Saudi Arabia is no longer in the list of the ten safest sovereign debtors in the world, meanwhile Lebanon, Iraq, Dubai and Egypt all find themselves in the list of ten riskiest sovereign debtors, according to new data.

Saudi Arabia is no longer in the list of the ten safest sovereign debtors in the world, meanwhile Lebanon, Iraq, Dubai and Egypt all find themselves in the list of top ten riskiest sovereign debtors, as markets traders reassessed Middle East risk in the first quarter of the year.

CMA Datavision tracks credit default swaps (CDS) and bond pricing based on data collected from its consortium of more than 35 CDS buy-side firms. For the purposes of the report, CMA has identified Dubai and Abu Dhabi as sovereign states.

There was no change to the top six countries in the list from the last quarter, with Greece rallying 200bp in January, but widening back out reaching a high of 1100bp following downgrades by Moody's in early March, ending the quarter as the most risky sovereign debt with a 58% chance of a debt restructuring occurring within five years, wrote CMA in its Global Sovereign Credit Risk Report for Q1, 2011.

"Spain and Hungary have moved out of the top 10 being replaced by Egypt and Lebanon, as unrest in the Middle East took its toll, making it a testing quarter for the region," the quarterly report notes.
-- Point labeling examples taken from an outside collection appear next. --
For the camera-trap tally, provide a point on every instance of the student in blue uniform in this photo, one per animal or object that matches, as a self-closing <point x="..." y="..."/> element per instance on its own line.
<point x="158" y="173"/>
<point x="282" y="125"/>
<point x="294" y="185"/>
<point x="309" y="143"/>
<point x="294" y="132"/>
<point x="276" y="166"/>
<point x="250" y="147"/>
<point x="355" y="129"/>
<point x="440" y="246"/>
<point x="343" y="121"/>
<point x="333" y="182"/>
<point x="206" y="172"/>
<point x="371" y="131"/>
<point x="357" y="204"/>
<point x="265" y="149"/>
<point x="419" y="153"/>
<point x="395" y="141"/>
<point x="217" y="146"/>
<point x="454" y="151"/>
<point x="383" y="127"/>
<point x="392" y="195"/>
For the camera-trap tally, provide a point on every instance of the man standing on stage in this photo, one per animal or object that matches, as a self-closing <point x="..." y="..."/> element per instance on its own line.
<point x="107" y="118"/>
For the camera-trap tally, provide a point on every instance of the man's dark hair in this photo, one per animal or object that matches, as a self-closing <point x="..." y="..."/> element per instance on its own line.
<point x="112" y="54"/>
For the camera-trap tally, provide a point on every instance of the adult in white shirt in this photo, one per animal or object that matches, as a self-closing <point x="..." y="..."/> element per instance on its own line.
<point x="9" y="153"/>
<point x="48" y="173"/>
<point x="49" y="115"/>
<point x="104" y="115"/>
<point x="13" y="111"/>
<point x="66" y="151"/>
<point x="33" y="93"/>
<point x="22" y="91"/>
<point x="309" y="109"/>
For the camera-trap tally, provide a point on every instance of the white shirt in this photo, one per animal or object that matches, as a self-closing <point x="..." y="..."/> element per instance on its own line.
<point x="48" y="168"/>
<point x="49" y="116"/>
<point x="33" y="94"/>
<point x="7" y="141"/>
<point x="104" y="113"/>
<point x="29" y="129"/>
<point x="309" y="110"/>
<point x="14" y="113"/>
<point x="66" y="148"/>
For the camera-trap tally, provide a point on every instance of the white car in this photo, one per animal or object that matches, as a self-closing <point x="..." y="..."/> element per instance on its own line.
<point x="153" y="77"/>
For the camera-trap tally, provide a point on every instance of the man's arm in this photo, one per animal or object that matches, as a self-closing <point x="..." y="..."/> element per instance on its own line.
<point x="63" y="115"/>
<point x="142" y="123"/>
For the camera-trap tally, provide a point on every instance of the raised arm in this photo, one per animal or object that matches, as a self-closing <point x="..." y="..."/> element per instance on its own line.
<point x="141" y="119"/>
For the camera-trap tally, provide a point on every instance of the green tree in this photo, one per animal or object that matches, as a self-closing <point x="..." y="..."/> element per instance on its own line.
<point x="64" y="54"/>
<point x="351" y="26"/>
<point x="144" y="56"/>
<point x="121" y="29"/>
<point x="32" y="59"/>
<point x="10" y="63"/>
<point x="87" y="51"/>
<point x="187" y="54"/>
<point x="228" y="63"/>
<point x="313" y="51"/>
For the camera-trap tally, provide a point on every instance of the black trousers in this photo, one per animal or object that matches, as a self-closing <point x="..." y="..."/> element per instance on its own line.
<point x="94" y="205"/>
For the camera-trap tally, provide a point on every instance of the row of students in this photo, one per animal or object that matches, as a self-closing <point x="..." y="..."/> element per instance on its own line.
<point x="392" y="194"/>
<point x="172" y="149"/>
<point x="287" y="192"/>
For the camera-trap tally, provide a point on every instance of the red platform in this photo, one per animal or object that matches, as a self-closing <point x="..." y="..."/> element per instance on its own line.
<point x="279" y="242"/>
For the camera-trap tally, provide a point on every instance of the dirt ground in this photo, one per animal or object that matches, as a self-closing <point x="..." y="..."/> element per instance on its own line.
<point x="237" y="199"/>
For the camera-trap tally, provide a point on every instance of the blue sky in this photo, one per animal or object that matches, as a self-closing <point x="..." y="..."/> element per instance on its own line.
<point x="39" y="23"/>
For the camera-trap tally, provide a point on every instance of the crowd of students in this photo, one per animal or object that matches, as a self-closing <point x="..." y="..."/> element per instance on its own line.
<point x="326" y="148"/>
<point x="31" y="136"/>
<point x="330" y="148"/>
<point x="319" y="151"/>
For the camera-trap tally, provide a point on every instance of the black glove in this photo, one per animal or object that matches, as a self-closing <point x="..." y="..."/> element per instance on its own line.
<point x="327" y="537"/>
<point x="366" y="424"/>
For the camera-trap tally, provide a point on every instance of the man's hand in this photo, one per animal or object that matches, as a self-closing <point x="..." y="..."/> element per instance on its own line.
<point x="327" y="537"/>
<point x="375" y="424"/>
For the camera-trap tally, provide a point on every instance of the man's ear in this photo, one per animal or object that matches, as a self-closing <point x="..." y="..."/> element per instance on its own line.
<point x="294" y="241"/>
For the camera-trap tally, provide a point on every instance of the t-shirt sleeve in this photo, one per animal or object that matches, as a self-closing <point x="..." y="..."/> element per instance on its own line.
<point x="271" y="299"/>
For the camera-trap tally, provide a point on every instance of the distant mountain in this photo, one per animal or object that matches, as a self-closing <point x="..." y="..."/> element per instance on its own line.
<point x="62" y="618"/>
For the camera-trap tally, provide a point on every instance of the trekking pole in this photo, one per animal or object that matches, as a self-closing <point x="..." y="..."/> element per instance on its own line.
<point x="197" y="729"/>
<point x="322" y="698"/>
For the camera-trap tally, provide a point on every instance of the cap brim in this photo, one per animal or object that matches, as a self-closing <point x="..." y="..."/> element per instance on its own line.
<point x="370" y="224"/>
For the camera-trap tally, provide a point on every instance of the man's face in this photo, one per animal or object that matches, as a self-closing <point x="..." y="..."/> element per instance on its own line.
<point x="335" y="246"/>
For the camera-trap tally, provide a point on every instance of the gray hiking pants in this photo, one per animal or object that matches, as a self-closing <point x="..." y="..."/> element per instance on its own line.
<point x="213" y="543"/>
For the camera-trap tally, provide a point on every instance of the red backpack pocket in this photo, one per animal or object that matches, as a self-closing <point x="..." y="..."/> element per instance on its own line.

Not surprisingly, Bahrain was the worst performing sovereign in the quarter, as its government tried to clamp down on a restive population and called in a Gulf-wide force to restore calm to the tiny Kingdom.

And proof that Saudi Arabia is not immune to the crisis was evident in its rank as the second worst performing sovereign in the first quarter.





"As the Middle East enters a turning point in its history, the cost of debt insurance widened out this quarter as bond investors' move to the side lines, waiting for the unrest to pass," notes CMA.


The credit market seems to be indicating that the changes will be positive, illustrated by Egypt which hit a high of 430bp at the height of the tension (28th January), but rallied back almost to the widening level of 300bp, ending the quarter at 339bp.

Dubai and Iraq, which were present in 10 riskiest list in the Q4 report as well, were seen as riskier still, both rising up primarily as the overall Middle East outlook turned bearish.

Dubai is working its way through its $129-billion debt pile. Government-owned Dubai World, which was the centre of the emirate's debt crisis, signed a final deal with all its creditors in late March. The emirate is looking to raise $800 million financed by road toll receipts, while government-owned Dubai Electricity & Water Authority said it plans to repay $1.47-billion in syndicated loans in April, with half the amount being returned before its maturity date.

However, according to a Barclays Bank report, the emirate may still need Abu Dhabi's help.

"As higher oil prices and production replenishes the coffers in Saudi, Kuwait and UAE on improving fiscal and external balances, we would not rule out oil-rich Abu Dhabi supporting Dubai in meeting some of its refinancing needs to avoid negative headlines and confirm its solidarity with other emirates," Alia Moubayed, senior economist for Barclays said in the report.